Wheeled vehicles often utilize a suspension system, at one or more corners of the vehicle, in which a wheel is attached to a chassis of the vehicle by several suspension elements, including a generally horizontally extending articulating control arm. The control arm has an inboard end thereof attached in an articulating manner to the chassis, and an outboard end thereof attached in an articulating manner to a steering knuckle, or other structure, including an axle supporting the wheel. Having the inboard and outboard ends of the control arm articulated in this manner allows the inboard and outboard ends of the control arm to move up and down with respect to one another, during operation of the vehicle.
One or more compressible suspension elements, such as a spring or a damper, are also typically connected between the chassis of the vehicle and a fixed intermediate attachment point on the control arm, at a point located between the inboard and outboard ends of the control arm, for supporting the vehicle on the suspension and limiting motion of the suspension during various operating conditions of the vehicle.
In the majority of suspension systems used in the past, the various elements making up the suspension system are passive, in that once they are manufactured and installed in the suspension system, their performance parameters are not adjusted, during operation of the vehicle, to actively tune the suspension to accommodate variables such as differing road surfaces, operating speeds, or how heavily or lightly the vehicle may be loaded. The ability to actively tune a suspension is highly desirable.

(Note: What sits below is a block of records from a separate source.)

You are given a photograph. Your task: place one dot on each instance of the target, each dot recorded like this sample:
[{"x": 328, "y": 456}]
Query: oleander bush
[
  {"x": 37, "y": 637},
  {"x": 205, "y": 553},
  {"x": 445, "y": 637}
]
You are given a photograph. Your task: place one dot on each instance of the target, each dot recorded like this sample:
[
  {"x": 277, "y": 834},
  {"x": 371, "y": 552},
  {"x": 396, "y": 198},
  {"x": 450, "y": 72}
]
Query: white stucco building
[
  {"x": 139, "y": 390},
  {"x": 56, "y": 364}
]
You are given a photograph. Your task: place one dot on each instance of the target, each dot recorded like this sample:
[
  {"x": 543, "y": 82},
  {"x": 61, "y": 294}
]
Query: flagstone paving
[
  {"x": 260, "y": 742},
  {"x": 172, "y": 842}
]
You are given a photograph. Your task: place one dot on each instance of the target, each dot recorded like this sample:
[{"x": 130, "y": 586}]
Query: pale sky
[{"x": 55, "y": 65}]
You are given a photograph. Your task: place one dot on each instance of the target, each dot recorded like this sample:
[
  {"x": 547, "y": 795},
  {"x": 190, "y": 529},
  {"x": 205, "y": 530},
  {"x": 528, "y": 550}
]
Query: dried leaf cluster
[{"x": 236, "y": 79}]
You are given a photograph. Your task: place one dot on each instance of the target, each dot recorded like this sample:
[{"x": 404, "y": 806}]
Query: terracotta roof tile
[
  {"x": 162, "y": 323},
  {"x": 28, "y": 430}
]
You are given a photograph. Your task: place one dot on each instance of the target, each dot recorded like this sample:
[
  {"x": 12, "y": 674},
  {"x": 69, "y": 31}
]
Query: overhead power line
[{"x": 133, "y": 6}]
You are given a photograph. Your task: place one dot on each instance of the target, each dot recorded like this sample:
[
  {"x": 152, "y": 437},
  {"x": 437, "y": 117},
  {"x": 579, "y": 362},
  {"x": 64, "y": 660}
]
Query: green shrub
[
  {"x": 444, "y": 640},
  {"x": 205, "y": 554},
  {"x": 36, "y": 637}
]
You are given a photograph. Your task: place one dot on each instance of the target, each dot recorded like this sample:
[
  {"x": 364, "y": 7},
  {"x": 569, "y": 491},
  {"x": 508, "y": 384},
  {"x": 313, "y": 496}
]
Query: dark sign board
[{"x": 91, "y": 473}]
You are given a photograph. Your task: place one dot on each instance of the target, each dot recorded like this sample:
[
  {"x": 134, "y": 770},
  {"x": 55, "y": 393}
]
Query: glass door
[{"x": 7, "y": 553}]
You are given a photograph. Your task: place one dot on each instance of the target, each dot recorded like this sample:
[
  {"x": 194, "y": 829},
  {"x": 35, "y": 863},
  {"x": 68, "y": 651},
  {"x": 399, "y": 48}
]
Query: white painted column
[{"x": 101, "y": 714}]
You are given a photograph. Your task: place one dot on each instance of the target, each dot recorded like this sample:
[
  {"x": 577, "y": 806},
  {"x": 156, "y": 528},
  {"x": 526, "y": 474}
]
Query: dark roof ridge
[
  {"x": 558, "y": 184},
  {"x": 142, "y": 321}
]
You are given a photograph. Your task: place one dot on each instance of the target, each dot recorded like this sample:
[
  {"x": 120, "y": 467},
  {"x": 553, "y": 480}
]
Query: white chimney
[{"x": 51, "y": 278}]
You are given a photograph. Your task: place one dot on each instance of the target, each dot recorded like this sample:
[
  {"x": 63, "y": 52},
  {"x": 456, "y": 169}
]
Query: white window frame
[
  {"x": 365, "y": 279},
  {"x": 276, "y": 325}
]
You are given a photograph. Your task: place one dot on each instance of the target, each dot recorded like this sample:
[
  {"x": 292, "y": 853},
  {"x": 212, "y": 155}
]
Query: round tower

Some prior suspension systems have used various approaches to provide active suspension tuning, but these approaches have generally been too complex and costly to find wide acceptance and use. In one prior approach, compressible suspension elements include springs or dampers having cavities for containing compressed air, supplied by an onboard compressor and pneumatic system. In a similar prior approach, compressible suspension elements include springs or dampers having cavities for containing variable amounts of hydraulic fluid, supplied by an onboard hydraulic pump and hydraulic system. An onboard computer controls the compressible suspension elements in response to signals generated by sophisticated system of sensors placed throughout the vehicle. By varying the amount or the pressure of air or hydraulic fluid in the cavities of the compressible suspension elements, the height of the chassis can be varied, to compensate for changes in vehicle loading, or the stiffness of the suspension at the corners of the vehicle can be varied to provide improved handling during maneuvering of the vehicle. The need to carry a hydraulic or pneumatic system, and the bulkiness and cost of the compressible suspension elements have limited the use of such prior actively tuned suspension systems.
In another more recent approach to providing an actively tunable suspension system, hydraulic dampers in the suspension systems are filled with a special magnetorheological (MR) fluid, which changes viscosity when exposed to a magnetic field, and the dampers are equipped with electrical coils for impressing a magnetic flux on the MR fluid. By varying the electrical current provided to the coils, the viscosity of the MR fluid can be actively controlled, which in turn causes the damper to become more, or less stiff, depending upon the level of electrical current that is applied. While such MR damping systems work well, and are considerably less complex and smaller in size than other prior approaches using hydraulic or pneumatic systems, the cost of the MR fluid and MR dampers is high enough that their use has been limited to only a few relatively high priced vehicles.
What is needed is an improved method and apparatus for providing an actively tunable vehicle suspension, that overcomes one or more of the problems described above.